Costs against expert witnesses in Private Law (Children) proceedings

The recent case of Re: ABCDEF (Fact Finding: Honour Based Violence) 2019 EWHC 406 dealt with the subsidiary issue of when a costs order can be made against an expert witness.

The relevant facts are these. An application for a Child Arrangements Order, by the father for the relevant child to ‘spend time ‘ with him was made after the mother had fled the family home, moving to live with a friend initially, and then to a refuge, after contacting the police making allegations of domestic abuse.

The proceedings were originally heard at the Family Court in Derby before it was transferred to the High Court. On the 8th of December 2017, the court gave permission for an expert on honour based violence, to be instructed. Her report was due to be filed on the 5th of February 2018, with a fact finding hearing listed on the 16th of April 2018. That date was vacated and relisted on the 23rd and 24th of July 2018, with the expert requesting an extension for her report to be filed by the 30th of March 2018. Following that there was a further extension for her report to be filed on the 21st of May 2018. The report was duly filed on that date `and responses to questions subsequently, were filed on the 2nd of July 2018.

The expert then gave evidence on the 23rd of July 2018. Following that hearing, the proceedings were then case managed for a composite hearing dealing with both fact finding and welfare issues on the 4th of December 2018. Among the orders made, was a direction for the expert to file an addendum report by the 28th of September 2018.

On the 28th of August 2018, the court heard an application from the expert, for an extension of time for her to file the addendum report. That application was refused and the expert was ordered to file her report as ordered or attend before the court to explain herself on the 2nd of October 2018.

On the 2nd of October 2018, the expert attended and explained, that because of professional commitments and bouts of ill health, she had been unable to file her report on the date as ordered. As a result of that explanation an extension for the filing of the addendum report was granted to the 15th of October 2018. Of note, the sole purpose of the hearing on the 2nd of October 2018, was for the expert to explain why she was not able to comply with the direction to file the addendum report by the 28th of August 2018; as a result all of the parties incurred costs in attending that hearing. The expert also conceded that there was no reason why she should not pay the costs for that hearing.

There then followed a further hearing on the 10th of October 2018, because the expert notified the guardian on the 4th of October 2018, that she would not be able to file her report by the 15th of October 2018, because yet again she had taken ill. At that hearing the provision for the expert to file an addendum report was discharged.

At the commencement of the composite hearing on the 4th of December 2018, the expert who was due to give evidence failed to attend, citing illness as the reason. Costs schedules were sent to her by each party and she was given permission to file written submissions.

On the 6th of December 2018 the court received the expert’s written submissions. Her position had changed from that on the 2nd of October 2018, when she conceded that she was liable to pay the costs of that hearing. Her position now was that she should not be liable for costs nor should she be named in the judgment.

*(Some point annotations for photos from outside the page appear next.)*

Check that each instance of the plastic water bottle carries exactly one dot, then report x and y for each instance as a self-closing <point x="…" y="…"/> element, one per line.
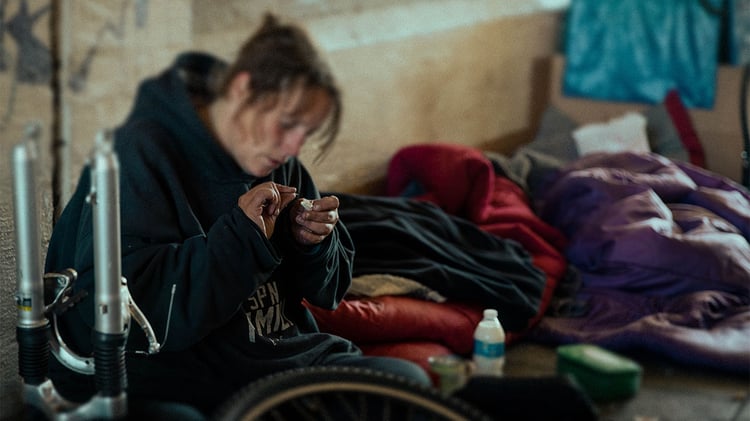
<point x="489" y="345"/>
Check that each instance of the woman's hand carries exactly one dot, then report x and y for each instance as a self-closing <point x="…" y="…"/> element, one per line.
<point x="313" y="225"/>
<point x="263" y="203"/>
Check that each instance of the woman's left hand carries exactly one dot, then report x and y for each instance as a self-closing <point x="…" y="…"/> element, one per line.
<point x="310" y="227"/>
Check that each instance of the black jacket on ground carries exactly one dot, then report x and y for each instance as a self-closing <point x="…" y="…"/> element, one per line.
<point x="191" y="257"/>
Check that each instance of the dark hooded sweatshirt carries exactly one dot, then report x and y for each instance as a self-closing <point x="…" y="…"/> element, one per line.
<point x="225" y="301"/>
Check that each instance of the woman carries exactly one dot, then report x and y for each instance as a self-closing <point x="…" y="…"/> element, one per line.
<point x="218" y="248"/>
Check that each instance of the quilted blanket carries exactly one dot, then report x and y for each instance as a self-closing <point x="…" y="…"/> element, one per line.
<point x="663" y="255"/>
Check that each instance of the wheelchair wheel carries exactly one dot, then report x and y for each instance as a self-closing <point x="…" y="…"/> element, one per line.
<point x="342" y="393"/>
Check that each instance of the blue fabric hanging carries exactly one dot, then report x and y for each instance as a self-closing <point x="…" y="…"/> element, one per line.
<point x="637" y="50"/>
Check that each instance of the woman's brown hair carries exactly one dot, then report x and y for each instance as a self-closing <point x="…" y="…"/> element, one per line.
<point x="280" y="56"/>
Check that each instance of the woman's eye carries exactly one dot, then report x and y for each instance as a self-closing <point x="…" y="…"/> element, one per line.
<point x="286" y="125"/>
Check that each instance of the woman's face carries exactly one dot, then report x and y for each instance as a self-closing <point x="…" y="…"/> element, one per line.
<point x="264" y="135"/>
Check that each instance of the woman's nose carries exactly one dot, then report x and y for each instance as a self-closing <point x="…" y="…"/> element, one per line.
<point x="293" y="141"/>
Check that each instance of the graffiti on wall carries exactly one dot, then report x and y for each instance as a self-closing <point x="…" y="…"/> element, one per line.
<point x="32" y="63"/>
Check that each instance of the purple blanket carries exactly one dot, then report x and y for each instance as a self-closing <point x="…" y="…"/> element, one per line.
<point x="662" y="250"/>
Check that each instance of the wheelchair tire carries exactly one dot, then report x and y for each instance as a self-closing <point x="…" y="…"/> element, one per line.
<point x="342" y="393"/>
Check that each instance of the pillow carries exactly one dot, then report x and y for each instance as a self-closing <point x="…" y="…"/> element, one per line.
<point x="624" y="133"/>
<point x="669" y="131"/>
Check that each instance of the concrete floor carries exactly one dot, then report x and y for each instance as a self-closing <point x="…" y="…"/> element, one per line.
<point x="668" y="392"/>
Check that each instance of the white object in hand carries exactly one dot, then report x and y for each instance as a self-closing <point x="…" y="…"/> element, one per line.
<point x="306" y="203"/>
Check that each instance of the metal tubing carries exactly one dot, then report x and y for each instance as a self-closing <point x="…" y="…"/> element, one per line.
<point x="30" y="283"/>
<point x="105" y="200"/>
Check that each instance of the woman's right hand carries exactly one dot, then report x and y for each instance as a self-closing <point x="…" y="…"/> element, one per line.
<point x="263" y="203"/>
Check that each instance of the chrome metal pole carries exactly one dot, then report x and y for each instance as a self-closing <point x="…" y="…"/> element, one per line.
<point x="32" y="326"/>
<point x="110" y="307"/>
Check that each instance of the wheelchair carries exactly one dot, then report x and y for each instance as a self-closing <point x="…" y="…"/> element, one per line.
<point x="335" y="393"/>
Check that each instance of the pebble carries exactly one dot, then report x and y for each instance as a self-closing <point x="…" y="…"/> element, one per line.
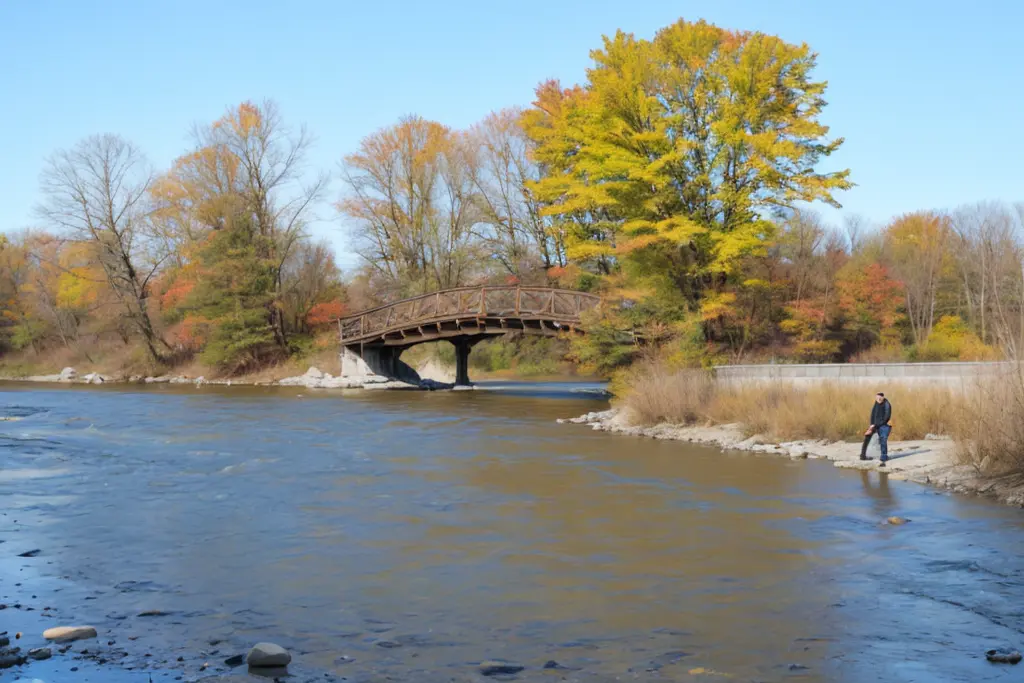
<point x="8" y="660"/>
<point x="492" y="668"/>
<point x="267" y="654"/>
<point x="69" y="633"/>
<point x="1003" y="655"/>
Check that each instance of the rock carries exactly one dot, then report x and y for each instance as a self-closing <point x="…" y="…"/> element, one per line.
<point x="8" y="660"/>
<point x="64" y="634"/>
<point x="236" y="660"/>
<point x="1003" y="655"/>
<point x="267" y="654"/>
<point x="492" y="668"/>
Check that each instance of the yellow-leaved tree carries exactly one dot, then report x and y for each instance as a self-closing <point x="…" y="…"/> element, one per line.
<point x="665" y="168"/>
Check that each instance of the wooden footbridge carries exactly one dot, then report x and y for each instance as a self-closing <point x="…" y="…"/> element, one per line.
<point x="373" y="340"/>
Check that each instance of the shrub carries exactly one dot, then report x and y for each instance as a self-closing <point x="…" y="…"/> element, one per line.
<point x="989" y="430"/>
<point x="653" y="394"/>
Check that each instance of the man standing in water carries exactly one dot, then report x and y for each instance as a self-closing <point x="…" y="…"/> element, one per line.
<point x="882" y="412"/>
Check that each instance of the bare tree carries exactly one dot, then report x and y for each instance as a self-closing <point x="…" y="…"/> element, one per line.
<point x="96" y="191"/>
<point x="414" y="206"/>
<point x="856" y="226"/>
<point x="502" y="171"/>
<point x="267" y="170"/>
<point x="989" y="255"/>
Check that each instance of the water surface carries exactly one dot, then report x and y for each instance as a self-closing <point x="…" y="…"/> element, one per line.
<point x="411" y="535"/>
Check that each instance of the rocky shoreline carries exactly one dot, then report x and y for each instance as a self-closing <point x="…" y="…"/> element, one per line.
<point x="930" y="461"/>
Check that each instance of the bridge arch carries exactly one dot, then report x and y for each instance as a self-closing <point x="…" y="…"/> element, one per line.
<point x="372" y="340"/>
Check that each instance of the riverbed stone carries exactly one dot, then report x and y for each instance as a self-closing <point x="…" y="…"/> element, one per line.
<point x="267" y="654"/>
<point x="64" y="634"/>
<point x="495" y="668"/>
<point x="1003" y="655"/>
<point x="8" y="660"/>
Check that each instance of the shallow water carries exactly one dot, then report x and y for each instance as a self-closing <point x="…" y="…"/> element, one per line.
<point x="411" y="535"/>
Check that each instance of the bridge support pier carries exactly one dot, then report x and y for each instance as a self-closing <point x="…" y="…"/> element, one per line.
<point x="462" y="348"/>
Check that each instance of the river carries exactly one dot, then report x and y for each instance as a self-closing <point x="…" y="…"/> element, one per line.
<point x="408" y="536"/>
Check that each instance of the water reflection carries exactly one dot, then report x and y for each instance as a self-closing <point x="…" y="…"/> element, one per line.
<point x="467" y="525"/>
<point x="877" y="487"/>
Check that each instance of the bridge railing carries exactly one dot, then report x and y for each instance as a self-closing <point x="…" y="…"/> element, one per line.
<point x="501" y="301"/>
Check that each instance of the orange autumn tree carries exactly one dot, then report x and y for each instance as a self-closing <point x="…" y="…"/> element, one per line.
<point x="871" y="303"/>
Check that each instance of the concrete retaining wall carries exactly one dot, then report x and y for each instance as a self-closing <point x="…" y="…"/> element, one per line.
<point x="877" y="374"/>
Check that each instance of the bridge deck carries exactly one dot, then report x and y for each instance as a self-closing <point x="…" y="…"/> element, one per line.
<point x="467" y="311"/>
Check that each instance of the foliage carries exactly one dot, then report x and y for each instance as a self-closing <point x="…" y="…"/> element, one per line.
<point x="231" y="306"/>
<point x="951" y="339"/>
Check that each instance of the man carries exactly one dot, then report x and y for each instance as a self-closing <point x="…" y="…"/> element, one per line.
<point x="882" y="412"/>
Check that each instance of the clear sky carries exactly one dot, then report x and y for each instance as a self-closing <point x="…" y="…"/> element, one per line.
<point x="929" y="95"/>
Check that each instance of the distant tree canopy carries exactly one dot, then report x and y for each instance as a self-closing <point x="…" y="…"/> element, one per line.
<point x="677" y="181"/>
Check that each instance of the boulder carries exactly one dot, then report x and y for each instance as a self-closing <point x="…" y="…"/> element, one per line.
<point x="64" y="634"/>
<point x="267" y="654"/>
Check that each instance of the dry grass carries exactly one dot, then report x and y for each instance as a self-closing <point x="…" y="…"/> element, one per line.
<point x="783" y="412"/>
<point x="989" y="430"/>
<point x="655" y="394"/>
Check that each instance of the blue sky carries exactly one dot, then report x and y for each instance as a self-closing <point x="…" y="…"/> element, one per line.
<point x="929" y="95"/>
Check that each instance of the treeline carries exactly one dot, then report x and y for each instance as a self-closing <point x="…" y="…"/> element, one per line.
<point x="210" y="257"/>
<point x="677" y="181"/>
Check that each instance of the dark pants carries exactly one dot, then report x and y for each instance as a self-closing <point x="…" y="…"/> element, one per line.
<point x="883" y="433"/>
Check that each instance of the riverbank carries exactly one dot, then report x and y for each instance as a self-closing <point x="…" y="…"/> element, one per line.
<point x="930" y="461"/>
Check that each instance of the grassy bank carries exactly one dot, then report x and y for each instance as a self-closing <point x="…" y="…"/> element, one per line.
<point x="986" y="419"/>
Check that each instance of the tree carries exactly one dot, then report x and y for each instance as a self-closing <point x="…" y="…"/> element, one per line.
<point x="870" y="301"/>
<point x="502" y="171"/>
<point x="684" y="142"/>
<point x="229" y="308"/>
<point x="256" y="165"/>
<point x="413" y="206"/>
<point x="96" y="193"/>
<point x="918" y="246"/>
<point x="669" y="164"/>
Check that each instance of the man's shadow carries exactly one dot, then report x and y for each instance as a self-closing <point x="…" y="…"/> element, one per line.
<point x="882" y="498"/>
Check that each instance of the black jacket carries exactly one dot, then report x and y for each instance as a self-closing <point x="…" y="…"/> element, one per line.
<point x="882" y="413"/>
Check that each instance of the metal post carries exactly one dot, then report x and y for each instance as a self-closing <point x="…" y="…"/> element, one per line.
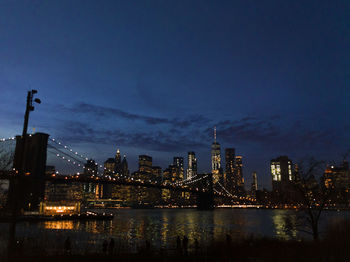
<point x="17" y="180"/>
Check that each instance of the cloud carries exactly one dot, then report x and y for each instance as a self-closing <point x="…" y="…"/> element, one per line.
<point x="109" y="112"/>
<point x="195" y="132"/>
<point x="78" y="132"/>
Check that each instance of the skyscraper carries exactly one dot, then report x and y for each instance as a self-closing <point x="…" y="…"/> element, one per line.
<point x="239" y="180"/>
<point x="179" y="163"/>
<point x="109" y="167"/>
<point x="90" y="168"/>
<point x="215" y="159"/>
<point x="145" y="164"/>
<point x="281" y="172"/>
<point x="124" y="167"/>
<point x="117" y="167"/>
<point x="254" y="182"/>
<point x="230" y="168"/>
<point x="192" y="165"/>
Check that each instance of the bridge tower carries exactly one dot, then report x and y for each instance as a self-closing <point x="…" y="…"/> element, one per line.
<point x="205" y="200"/>
<point x="28" y="188"/>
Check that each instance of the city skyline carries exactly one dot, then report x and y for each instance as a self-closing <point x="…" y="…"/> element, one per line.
<point x="155" y="78"/>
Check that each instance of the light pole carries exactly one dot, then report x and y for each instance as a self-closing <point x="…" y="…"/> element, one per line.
<point x="17" y="189"/>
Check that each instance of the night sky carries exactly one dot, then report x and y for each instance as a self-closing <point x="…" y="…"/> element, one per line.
<point x="155" y="77"/>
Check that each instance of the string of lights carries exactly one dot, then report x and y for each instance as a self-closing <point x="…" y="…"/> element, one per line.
<point x="227" y="192"/>
<point x="69" y="149"/>
<point x="67" y="155"/>
<point x="65" y="158"/>
<point x="7" y="139"/>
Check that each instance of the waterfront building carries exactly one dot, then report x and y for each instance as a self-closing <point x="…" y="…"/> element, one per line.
<point x="90" y="168"/>
<point x="230" y="169"/>
<point x="281" y="173"/>
<point x="109" y="167"/>
<point x="216" y="160"/>
<point x="192" y="165"/>
<point x="238" y="177"/>
<point x="145" y="164"/>
<point x="124" y="169"/>
<point x="254" y="182"/>
<point x="179" y="164"/>
<point x="337" y="177"/>
<point x="118" y="162"/>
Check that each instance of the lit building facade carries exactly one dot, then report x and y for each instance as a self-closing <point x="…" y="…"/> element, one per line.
<point x="281" y="173"/>
<point x="254" y="182"/>
<point x="216" y="160"/>
<point x="145" y="164"/>
<point x="230" y="169"/>
<point x="337" y="177"/>
<point x="90" y="168"/>
<point x="238" y="178"/>
<point x="192" y="165"/>
<point x="179" y="164"/>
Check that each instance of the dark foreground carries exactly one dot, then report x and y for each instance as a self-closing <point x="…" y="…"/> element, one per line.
<point x="334" y="246"/>
<point x="247" y="250"/>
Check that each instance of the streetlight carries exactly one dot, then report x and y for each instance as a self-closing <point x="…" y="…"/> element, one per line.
<point x="29" y="108"/>
<point x="17" y="196"/>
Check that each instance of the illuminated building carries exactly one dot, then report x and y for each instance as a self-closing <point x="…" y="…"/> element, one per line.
<point x="157" y="173"/>
<point x="282" y="173"/>
<point x="254" y="187"/>
<point x="118" y="162"/>
<point x="216" y="160"/>
<point x="90" y="168"/>
<point x="239" y="180"/>
<point x="192" y="165"/>
<point x="145" y="164"/>
<point x="63" y="191"/>
<point x="179" y="163"/>
<point x="337" y="177"/>
<point x="109" y="167"/>
<point x="255" y="181"/>
<point x="59" y="208"/>
<point x="230" y="169"/>
<point x="124" y="166"/>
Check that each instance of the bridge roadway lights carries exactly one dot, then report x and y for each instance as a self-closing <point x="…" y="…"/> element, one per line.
<point x="205" y="201"/>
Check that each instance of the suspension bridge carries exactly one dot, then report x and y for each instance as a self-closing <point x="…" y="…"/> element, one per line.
<point x="201" y="185"/>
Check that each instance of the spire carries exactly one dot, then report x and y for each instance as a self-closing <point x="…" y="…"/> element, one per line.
<point x="215" y="134"/>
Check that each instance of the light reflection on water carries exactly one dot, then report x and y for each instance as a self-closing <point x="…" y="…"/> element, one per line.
<point x="131" y="227"/>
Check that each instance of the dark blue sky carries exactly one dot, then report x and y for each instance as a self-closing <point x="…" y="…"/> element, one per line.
<point x="154" y="77"/>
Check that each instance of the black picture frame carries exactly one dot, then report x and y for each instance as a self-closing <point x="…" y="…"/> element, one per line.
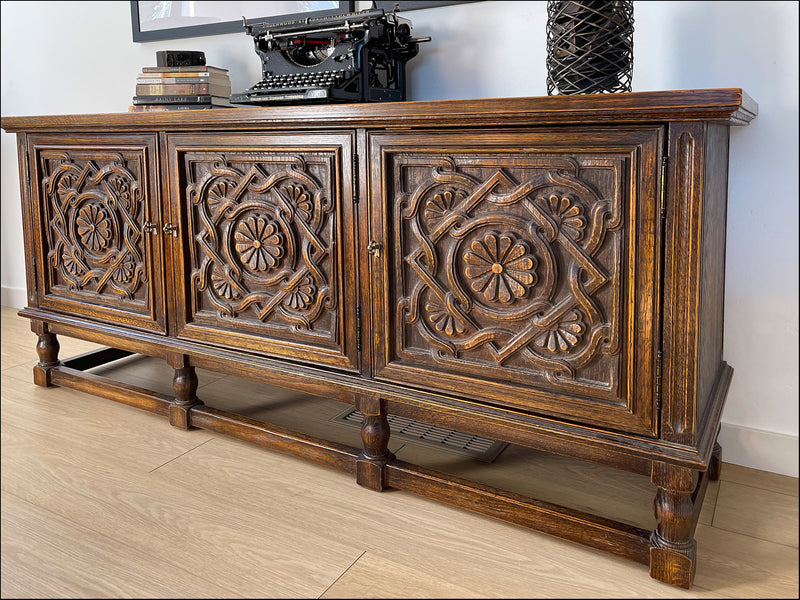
<point x="174" y="33"/>
<point x="404" y="6"/>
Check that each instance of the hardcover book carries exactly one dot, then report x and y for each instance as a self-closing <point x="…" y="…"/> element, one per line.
<point x="179" y="89"/>
<point x="172" y="107"/>
<point x="183" y="99"/>
<point x="153" y="78"/>
<point x="187" y="69"/>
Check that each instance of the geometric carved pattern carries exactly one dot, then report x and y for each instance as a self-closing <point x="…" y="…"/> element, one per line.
<point x="95" y="210"/>
<point x="511" y="267"/>
<point x="265" y="225"/>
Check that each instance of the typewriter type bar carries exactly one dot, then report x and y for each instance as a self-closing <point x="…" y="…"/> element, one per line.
<point x="354" y="57"/>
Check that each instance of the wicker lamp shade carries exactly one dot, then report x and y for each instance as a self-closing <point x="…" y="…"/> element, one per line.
<point x="589" y="47"/>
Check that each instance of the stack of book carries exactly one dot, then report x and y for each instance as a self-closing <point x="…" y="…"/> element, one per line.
<point x="181" y="88"/>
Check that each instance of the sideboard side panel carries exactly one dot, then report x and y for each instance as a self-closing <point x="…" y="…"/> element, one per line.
<point x="712" y="267"/>
<point x="28" y="220"/>
<point x="682" y="254"/>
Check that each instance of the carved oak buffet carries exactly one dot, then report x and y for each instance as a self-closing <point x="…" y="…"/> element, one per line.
<point x="543" y="271"/>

The position of the court was clear. The expert had serially failed to comply with the orders of the court, both in regard to the first report and the addendum report and as a result she was liable for the costs incurred on the 2nd of October 2018 and on the 10th of October 2018, as both hearings were required because of her failure to comply with the court orders.

In coming to its decision the court had regard to:

  1. Section 51(1) of Senior Courts Act 1981 which sets out that the “… costs of and incidental to all proceedings… in the family court…shall be in the discretion of the court,” and
  2. Section 51(3) which gives the court the “power to determine by whom and to what extent costs are to be paid.”

The court also had regard to Rule 28.1 of the Family Procedure Rules and the relevant case law. The Privy Council decision of Dymocks Franchise Syatems (NSW) Pty Ltd v Todd and Others (No2) (NewZealand) 2004 was also referred to, reiterating the point that while costs orders are to be seen as ‘exceptional’, exceptional merely means no more than the ordinary run of cases where parties pursue or defend claims for their own benefit and at their own expense.

There was some sympathy for the fact that the expert had ongoing difficulties with her health, but overall the court felt that since her condition was such that she could not be sure that she would be able to comply with the orders of the court, she should not have accepted instructions to be a forensic expert witness.

This case puts experts on notice that the court will not be reluctant to make costs orders against them in private law proceedings, especially where the ethos is for these cases to be resolved as soon as possible. Professional commitments and health reasons will not be an excuse, if it is shown that the expert was taking a chance in accepting instructions in the first place. In this case there were a number of extensions sought in respect of the filing of both reports and in respect of the addendum report, the court lost patience with the expert completely and discharged the requirement for it to be filed.